The majority of managed pub, bar and restaurant leaders are optimistic about the year ahead, according to a new CGA survey.

The Business Confidence Survey from CGA and Fourth, found that 79% of leaders feel optimistic about prospects for the eating and drinking out market in general over the next 12 months – the highest number for more than six years.

According to CGA, confidence levels have not reached that level since February 2015, and have risen sharply from the quarterly survey’s results in October (18%) and February (50%).

More leaders (83%) said they feel optimistic about prospects for their own business over the next 12 months and CGA said the upswing in confidence coincides with the easing of restrictions and reopening of hospitality.

The Business Confidence Survey indicated a solid start to trading since outside service resumed in mid-April, with 58% of leaders rating their performance since then as ahead of their expectations, and 8% below.

However, the survey also found that only two in five (41%) businesses are now either trading at a profit or expect to do so by the end of June. It also highlighted some big issues facing hospitality over the remainder of 2021, especially around staff recruitment and retention, as well as the Indian Covid-19 variant.

Karl Chessell, CGA’s director - hospitality operators and food, EMEA, said: “After the immense challenges of 2020 and early 2021, it is very encouraging to see confidence levels riding so high across the managed sector. The figures are testament to the resilience of operators and the enduring appeal of restaurants, pubs and bars to consumers, and we can be optimistic that sales will follow confidence in bouncing back strongly this summer.”

Chessell said the road to recovery could be “long and uneven” and he emphasised the need for sustained support on challenges such as rent, rates and recruitment.

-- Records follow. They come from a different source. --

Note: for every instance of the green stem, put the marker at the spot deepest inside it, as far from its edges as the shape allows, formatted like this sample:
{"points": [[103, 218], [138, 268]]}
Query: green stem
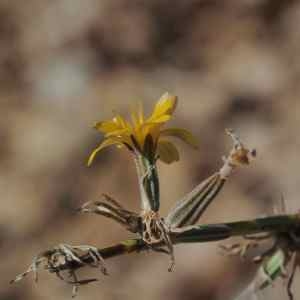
{"points": [[148, 182], [209, 232]]}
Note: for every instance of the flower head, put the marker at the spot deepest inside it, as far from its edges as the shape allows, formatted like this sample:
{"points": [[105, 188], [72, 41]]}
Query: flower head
{"points": [[143, 135]]}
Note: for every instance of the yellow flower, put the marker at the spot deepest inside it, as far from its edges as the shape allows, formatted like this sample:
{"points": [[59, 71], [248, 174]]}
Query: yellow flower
{"points": [[143, 135]]}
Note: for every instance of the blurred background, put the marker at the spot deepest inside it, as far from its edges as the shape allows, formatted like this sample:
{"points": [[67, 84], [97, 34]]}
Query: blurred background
{"points": [[66, 64]]}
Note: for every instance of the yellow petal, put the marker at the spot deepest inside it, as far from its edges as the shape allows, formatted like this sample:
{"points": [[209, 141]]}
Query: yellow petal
{"points": [[105, 143], [182, 134], [167, 152], [165, 106]]}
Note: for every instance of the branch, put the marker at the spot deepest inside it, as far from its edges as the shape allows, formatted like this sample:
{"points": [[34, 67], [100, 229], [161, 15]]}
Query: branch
{"points": [[206, 233]]}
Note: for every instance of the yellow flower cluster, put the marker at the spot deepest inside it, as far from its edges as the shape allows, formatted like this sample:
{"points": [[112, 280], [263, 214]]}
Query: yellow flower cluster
{"points": [[143, 135]]}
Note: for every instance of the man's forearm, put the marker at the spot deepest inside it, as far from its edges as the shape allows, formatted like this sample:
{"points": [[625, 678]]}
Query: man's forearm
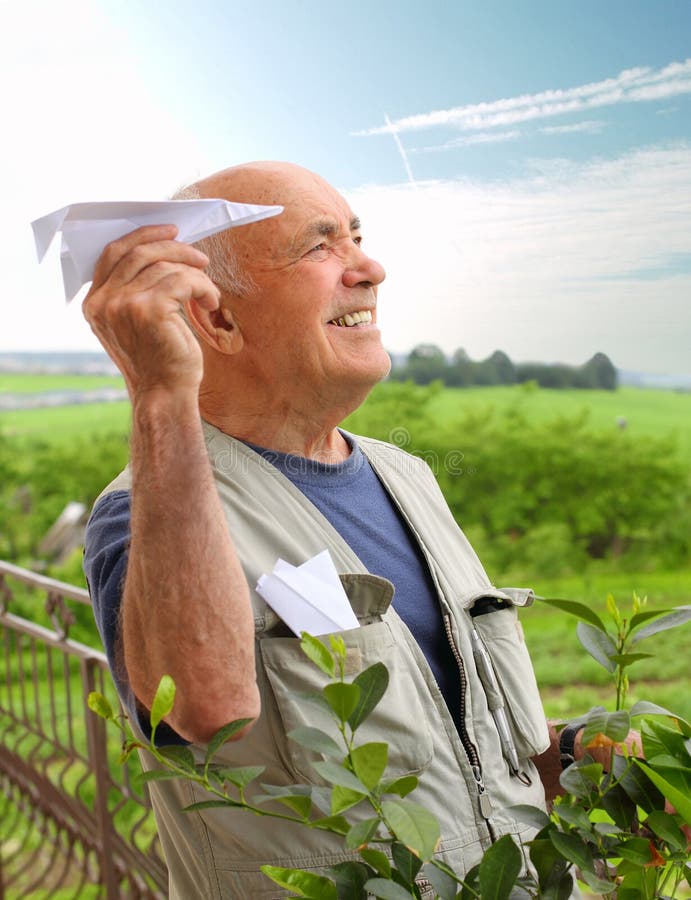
{"points": [[186, 608]]}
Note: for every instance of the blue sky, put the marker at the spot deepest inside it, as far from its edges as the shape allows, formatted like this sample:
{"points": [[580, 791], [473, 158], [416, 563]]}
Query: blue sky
{"points": [[531, 192]]}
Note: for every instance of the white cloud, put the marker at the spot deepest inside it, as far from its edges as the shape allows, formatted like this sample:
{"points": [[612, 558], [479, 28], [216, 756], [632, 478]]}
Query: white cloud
{"points": [[482, 137], [590, 126], [630, 86], [547, 267]]}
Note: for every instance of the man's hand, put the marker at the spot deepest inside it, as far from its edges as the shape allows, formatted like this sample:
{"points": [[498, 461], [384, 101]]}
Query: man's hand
{"points": [[141, 284]]}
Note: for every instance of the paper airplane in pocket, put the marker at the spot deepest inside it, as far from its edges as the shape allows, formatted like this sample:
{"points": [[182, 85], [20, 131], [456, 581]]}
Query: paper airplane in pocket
{"points": [[309, 597], [88, 227]]}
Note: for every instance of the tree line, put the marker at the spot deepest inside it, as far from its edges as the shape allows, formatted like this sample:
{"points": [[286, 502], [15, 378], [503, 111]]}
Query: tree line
{"points": [[427, 363]]}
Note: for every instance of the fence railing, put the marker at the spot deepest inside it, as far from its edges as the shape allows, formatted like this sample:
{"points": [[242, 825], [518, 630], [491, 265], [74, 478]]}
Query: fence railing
{"points": [[72, 821]]}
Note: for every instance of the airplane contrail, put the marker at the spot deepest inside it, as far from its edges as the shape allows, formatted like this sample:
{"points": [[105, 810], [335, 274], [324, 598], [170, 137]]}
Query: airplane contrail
{"points": [[394, 135]]}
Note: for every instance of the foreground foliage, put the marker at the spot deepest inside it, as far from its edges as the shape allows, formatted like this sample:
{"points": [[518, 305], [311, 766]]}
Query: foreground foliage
{"points": [[622, 829]]}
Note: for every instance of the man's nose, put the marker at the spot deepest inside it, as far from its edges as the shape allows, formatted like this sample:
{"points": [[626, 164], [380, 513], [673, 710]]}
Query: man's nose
{"points": [[362, 269]]}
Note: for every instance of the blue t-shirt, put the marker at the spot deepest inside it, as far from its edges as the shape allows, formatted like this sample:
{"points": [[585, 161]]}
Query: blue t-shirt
{"points": [[351, 497]]}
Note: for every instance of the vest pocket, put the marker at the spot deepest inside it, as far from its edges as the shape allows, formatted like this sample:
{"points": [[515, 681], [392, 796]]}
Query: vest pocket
{"points": [[502, 635], [399, 719]]}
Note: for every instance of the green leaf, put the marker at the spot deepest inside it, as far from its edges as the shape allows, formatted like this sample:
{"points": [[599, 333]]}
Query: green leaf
{"points": [[240, 776], [373, 683], [640, 618], [378, 860], [401, 786], [620, 806], [598, 644], [595, 883], [636, 850], [350, 878], [444, 883], [637, 883], [304, 884], [317, 740], [413, 825], [530, 815], [659, 738], [342, 698], [573, 848], [223, 735], [581, 778], [551, 868], [646, 708], [335, 774], [576, 609], [499, 869], [98, 704], [637, 785], [318, 653], [678, 616], [665, 826], [178, 756], [615, 726], [361, 833], [572, 815], [387, 890], [627, 659], [369, 762], [407, 863], [338, 646], [343, 798], [334, 824], [163, 701], [680, 800]]}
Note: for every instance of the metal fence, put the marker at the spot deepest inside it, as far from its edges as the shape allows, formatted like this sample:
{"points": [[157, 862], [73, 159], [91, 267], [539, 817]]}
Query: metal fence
{"points": [[72, 821]]}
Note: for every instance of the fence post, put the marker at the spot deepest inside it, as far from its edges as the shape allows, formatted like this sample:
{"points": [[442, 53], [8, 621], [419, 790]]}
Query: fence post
{"points": [[98, 758]]}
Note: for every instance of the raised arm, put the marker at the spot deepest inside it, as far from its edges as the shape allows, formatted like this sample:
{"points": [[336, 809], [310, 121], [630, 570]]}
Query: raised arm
{"points": [[185, 605]]}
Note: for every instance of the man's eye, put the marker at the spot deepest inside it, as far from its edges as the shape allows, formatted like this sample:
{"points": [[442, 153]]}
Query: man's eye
{"points": [[319, 250]]}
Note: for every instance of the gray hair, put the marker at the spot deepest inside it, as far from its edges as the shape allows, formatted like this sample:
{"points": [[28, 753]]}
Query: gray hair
{"points": [[223, 269]]}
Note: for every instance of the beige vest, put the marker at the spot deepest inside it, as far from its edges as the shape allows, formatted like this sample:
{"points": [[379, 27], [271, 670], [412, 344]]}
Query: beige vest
{"points": [[217, 853]]}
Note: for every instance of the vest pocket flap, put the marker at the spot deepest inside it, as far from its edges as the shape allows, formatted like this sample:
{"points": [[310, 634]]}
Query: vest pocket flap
{"points": [[502, 635], [398, 719], [370, 595]]}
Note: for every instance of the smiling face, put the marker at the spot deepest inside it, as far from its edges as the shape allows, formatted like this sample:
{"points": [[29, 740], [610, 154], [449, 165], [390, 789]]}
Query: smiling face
{"points": [[309, 325]]}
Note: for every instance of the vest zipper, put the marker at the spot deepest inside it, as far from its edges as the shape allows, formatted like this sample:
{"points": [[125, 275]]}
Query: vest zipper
{"points": [[484, 801]]}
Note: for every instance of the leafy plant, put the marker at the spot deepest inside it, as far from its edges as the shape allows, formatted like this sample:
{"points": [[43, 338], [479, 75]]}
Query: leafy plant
{"points": [[614, 826]]}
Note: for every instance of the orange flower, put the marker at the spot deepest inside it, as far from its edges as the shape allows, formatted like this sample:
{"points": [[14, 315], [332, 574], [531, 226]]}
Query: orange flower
{"points": [[656, 858]]}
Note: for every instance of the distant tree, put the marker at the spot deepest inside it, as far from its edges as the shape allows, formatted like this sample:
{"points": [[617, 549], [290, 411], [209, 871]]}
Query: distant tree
{"points": [[461, 370], [599, 372], [505, 369]]}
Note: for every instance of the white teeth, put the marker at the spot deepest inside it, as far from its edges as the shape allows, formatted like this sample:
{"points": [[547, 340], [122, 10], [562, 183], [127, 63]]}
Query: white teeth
{"points": [[363, 316]]}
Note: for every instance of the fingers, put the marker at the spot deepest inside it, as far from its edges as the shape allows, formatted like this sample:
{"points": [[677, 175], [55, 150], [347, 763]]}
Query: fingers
{"points": [[123, 260], [178, 282]]}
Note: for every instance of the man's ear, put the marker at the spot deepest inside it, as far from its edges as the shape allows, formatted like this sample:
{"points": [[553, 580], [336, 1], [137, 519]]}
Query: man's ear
{"points": [[215, 327]]}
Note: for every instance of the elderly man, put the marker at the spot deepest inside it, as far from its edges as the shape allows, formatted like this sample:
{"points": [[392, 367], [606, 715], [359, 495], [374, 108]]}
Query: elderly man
{"points": [[237, 460]]}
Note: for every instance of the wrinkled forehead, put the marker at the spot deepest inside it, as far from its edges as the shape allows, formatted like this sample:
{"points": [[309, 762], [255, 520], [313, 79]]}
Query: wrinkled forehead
{"points": [[310, 211]]}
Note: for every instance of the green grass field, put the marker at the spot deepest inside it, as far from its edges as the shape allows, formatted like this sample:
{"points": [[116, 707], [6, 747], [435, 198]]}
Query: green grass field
{"points": [[570, 680], [11, 383], [647, 412]]}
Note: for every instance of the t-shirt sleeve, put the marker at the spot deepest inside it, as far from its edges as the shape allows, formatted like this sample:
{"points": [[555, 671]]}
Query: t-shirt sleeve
{"points": [[106, 549]]}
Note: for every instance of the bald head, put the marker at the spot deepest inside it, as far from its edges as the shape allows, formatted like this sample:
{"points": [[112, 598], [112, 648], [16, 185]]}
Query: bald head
{"points": [[264, 183]]}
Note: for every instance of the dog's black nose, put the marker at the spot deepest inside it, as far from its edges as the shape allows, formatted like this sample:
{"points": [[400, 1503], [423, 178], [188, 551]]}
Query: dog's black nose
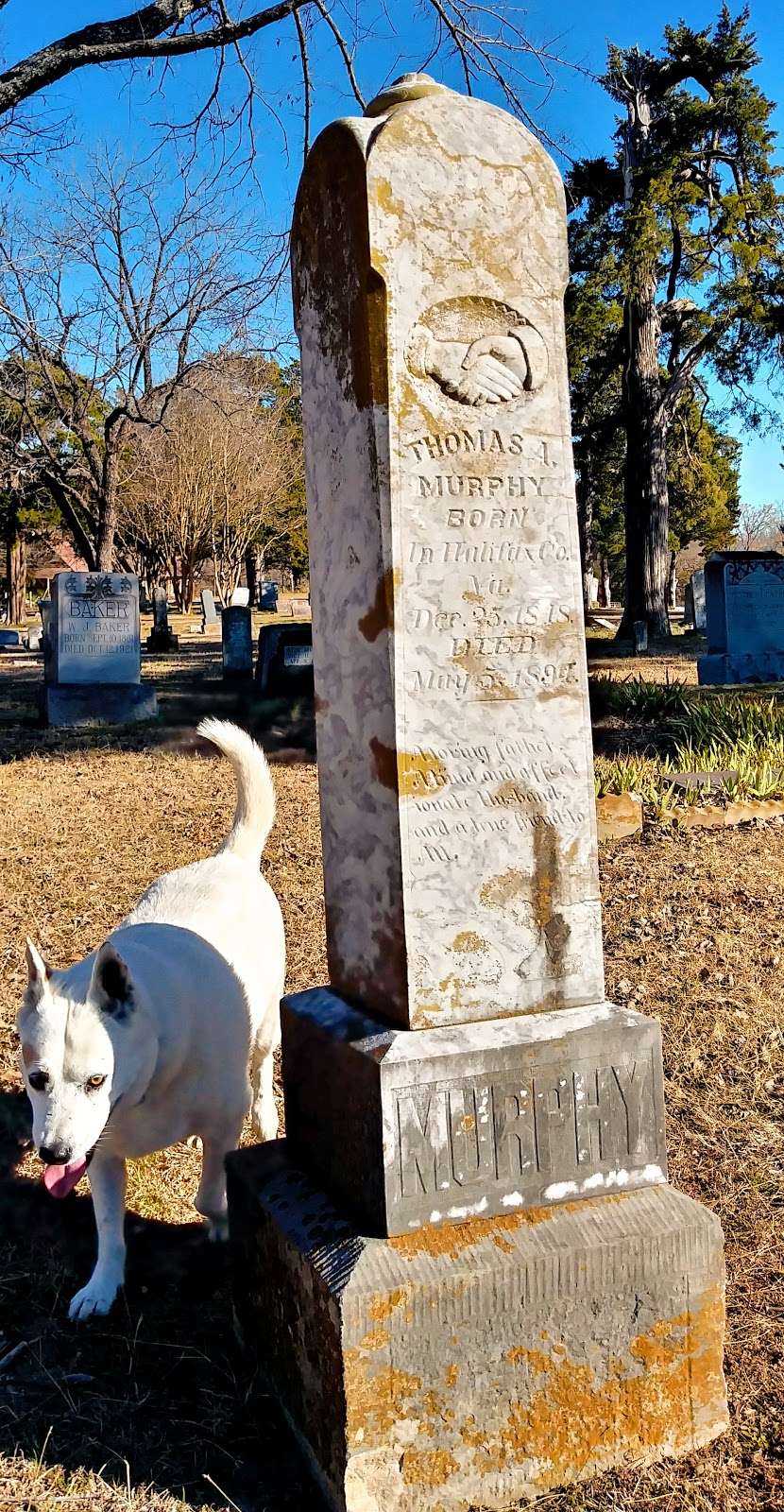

Sebastien Sepierre, managing director – EMEA, Fourth, added: “It’s incredibly encouraging to see optimism levels increase amongst business leaders. This positivity is tempered somewhat by the challenging labour market, with many operators struggling to recruit in the current climate as the demand for workers accelerates with the easing of restrictions.

”As the industry slowly returns to full capacity, the recruitment challenge will be further exacerbated, so it’s never been more important for businesses to look at driving efficiencies and productivity in their management of labour.”